Jusqu'aux tribulations de DSK à New York, Benjamin Brafman était pour moi un parfait inconnu. Les chaînes d'info en continu nous ont rendu familiers sa silhouette trapue et son visage fermé. Déformation d'amateur, j'ai bien sûr remarqué le soin qu'il prêtait à sa mise. Un détail, surtout, a retenu mon attention : cette épingle fixée entre les tombants de son col de chemise, à la façon d'un Fred Astaire. Pas banal de nos jours - pas plus aux Etats-Unis qu'ici.
Un article du Monde signé Marion Van Renterghem (édition du 5-6 juin) m'en a un peu plus appris sur les goûts vestimentaires de Brafman : "Il aime mélanger les cravates "flashy" de chez Talbott et les costumes classiques de Paul Stuart ou de Ralph Lauren". Et cette anecdote, impossible à transposer en France avec un avocat comme héros : "Les lecteurs du New York Times ont même eu la surprise, il y a quelques années, de découvrir parmi d'autres clients sa photo sur une publicité de Paul Stuart, son tailleur préféré de Madison Avenue : Benjamin Brafman en mannequin vedette, sur un quart de page."
Avoir de bons fournisseurs ne suffit pas à rendre quelqu'un élégant : le "cas" Brafman m'offre l'occasion de le répéter. Sa petite taille (1,68 m) est moins en cause que son absence de cou, la grosseur de sa tête et la longueur de son buste. Et puis, certains choix sont peu judicieux, qui feraient presque douter de la qualité des fournisseurs en question ; je songe à la longueur exagérée des manches de veste et à la hauteur des cols de chemise qui, sur un cou très court, produit inévitablement un effet minerve.
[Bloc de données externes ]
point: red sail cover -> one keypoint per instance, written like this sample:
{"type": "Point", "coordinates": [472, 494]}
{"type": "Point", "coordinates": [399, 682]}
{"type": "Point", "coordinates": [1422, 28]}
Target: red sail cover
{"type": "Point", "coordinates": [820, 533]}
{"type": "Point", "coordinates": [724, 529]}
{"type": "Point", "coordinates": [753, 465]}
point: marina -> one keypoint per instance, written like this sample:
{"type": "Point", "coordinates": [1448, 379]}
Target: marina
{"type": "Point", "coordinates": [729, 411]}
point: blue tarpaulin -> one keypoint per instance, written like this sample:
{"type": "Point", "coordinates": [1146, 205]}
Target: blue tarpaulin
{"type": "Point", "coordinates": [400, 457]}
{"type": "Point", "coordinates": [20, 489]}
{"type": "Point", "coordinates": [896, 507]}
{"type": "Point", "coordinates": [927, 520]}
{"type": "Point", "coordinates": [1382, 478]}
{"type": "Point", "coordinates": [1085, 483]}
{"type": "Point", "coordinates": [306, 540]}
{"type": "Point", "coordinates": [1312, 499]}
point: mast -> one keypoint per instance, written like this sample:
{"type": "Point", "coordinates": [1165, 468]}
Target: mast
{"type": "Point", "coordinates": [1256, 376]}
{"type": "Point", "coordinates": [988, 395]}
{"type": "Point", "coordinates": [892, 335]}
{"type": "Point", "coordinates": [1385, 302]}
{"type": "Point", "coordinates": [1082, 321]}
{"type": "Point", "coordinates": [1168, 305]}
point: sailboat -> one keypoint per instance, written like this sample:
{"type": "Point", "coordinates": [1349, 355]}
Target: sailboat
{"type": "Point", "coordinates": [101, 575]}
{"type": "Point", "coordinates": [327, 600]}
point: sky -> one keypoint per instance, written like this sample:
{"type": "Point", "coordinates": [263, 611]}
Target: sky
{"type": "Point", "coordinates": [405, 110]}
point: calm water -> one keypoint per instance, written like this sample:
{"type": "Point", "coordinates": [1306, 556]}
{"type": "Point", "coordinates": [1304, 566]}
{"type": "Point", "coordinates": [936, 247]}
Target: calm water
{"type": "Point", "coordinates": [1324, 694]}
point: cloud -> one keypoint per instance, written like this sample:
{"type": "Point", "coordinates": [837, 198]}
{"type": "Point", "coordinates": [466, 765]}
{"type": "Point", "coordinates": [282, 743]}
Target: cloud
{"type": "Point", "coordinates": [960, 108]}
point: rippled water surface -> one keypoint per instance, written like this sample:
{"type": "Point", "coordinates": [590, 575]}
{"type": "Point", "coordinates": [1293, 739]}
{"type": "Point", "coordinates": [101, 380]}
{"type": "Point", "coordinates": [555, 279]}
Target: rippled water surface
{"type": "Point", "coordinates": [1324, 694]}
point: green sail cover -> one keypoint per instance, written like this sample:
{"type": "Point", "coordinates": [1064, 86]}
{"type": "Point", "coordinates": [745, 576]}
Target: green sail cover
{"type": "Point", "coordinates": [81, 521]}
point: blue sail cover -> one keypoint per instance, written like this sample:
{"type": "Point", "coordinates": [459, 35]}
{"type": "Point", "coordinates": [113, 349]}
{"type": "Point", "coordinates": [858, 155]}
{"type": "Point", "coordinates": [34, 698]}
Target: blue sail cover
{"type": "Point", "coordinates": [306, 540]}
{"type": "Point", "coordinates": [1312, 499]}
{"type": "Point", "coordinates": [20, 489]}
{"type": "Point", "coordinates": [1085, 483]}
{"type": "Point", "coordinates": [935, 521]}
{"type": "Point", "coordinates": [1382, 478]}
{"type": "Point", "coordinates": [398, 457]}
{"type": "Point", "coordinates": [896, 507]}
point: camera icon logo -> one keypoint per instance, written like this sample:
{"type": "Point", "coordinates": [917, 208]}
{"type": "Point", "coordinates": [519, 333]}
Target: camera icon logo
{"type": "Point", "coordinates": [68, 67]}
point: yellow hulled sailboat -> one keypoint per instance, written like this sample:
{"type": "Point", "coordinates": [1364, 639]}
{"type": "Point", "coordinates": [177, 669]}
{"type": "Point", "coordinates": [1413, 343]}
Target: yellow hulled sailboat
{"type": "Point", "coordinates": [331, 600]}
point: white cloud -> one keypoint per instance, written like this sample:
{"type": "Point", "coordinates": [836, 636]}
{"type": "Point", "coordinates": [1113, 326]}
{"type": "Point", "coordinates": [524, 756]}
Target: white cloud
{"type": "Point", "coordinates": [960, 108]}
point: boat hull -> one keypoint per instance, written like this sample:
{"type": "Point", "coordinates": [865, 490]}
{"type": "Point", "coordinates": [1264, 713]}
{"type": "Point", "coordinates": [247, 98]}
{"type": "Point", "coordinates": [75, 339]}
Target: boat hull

Le costume ne sied pas à toutes les complexions. Je me rappelle m’être déjà fait la remarque en voyant Lino Ventura. Il avait beau être habillé par Cifonelli et appliquer les usages du bien-vêtir, ce n’était pas, à proprement parler, un homme élégant. Sur lui, la cravate ressemblait à une erreur. Difficile – même pour un grand acteur – de jouer les bourgeois avec un physique de déménageur.
Prenez Amicalement vôtre. Imagine-t-on Dany Wilde dans les costumes de Brett Sinclair ?
Il faut faire avec ce que la nature nous a donné. Un pitbull (auquel Brafman me fait penser) n’aura jamais l’allure d’un lévrier ! Il vous est sûrement arrivé, comme à moi, de renoncer à acheter un vêtement qui vous faisait envie en vitrine parce que, une fois sur vous, vous avez constaté que, tout simplement, il n’était pas fait pour vous.
De même, certaines modes vont mieux aux uns qu'aux autres. Le costume des années 60 allait mal au chanteur Claude François. Le mauvais goût des années 70 semblait, en revanche, avoir été fait pour lui !
- Très bien, me direz-vous, mais Brafman est un avocat et, pour un avocat, le port du costume est une obligation.
Vous avez raison. La combinaison de garagiste lui irait sûrement beaucoup mieux, mais je doute qu’une reconversion de ce genre le tente. Tant pis pour les esthètes. Et pour Nafissatou Diallo.
Benjamin Brafman, un avocat élégant ? La cause n'est pas gagnée.